Jim Jordan's focus on Hunter Biden has but one purpose: analysis
Jim Jordan (Photo by Stefani Johnson for AFP)

House Judiciary Committee ranking Republican member Jim Jordan of Ohio has announced the GOP will investigate Hunter Biden — and it's designed to gin up outrage on Fox News, according to a new Washington Post analysis.

Philip Bump wrote that Jordan's Friday press conference "did do what news conferences are designed to do: get media attention. Specifically, Jordan and Oversight ranking Republican member James Comer (Ky.) were invited onto Fox News’s prime-time programming to explain their arguments. Arguments, you will not be surprised to learn, that Hannity and other Fox News hosts have been making for months."

Jordan is widely expected to chair the House Judiciary Committee when Republicans take control of Congress in January.

"There’s a pattern to the investigatory process here. Back in 2013 and 2014, with Republicans in control of the House, there were a slew of investigations into the terrorist attacks in Benghazi, Libya, in September 2012," The Post wrote. "That story drew a lot of attention on Fox News itself; there was an often-explicit feedback loop between the network and the focus of the investigations."

Bump noted Rep. Kevin McCarthy (R-CA), the current House GOP Leader, credited the Benghazi investigation with lowering Hillary Clinton's poll numbers ahead of the 2016 presidential election.

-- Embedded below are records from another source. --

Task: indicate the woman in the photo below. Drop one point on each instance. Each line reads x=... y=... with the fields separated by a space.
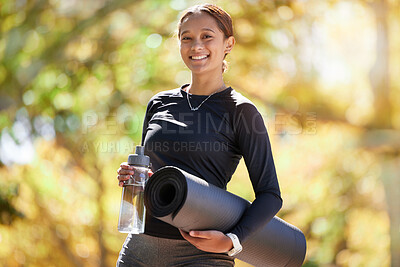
x=204 y=128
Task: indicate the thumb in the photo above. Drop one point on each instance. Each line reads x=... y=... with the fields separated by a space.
x=200 y=234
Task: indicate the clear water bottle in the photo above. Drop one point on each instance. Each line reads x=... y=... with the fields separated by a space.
x=132 y=211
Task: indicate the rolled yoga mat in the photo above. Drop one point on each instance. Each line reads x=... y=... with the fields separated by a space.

"The House Republican effort, though, can’t be separated from the eagerness with which members of the party’s caucus are explicitly appealing to the Fox News/right-wing-media echo chamber," Bump wrote. "After Thursday’s news conference, numerous observers scratched their heads about the timing: The party had just had that electoral underperformance thanks in part to a universe of rhetoric that mirrored what was being amplified at the news conference. In response, the party was pledging to use its power to double down on the claims from that universe? Yes. In part because it fits with the pre-2016 and pre-2020 pattern of targeting a presidential opponent. And in part because doing so guarantees that Republican officials will get retweets and Fox News hits and coverage on the network that keeps them at the center of attention."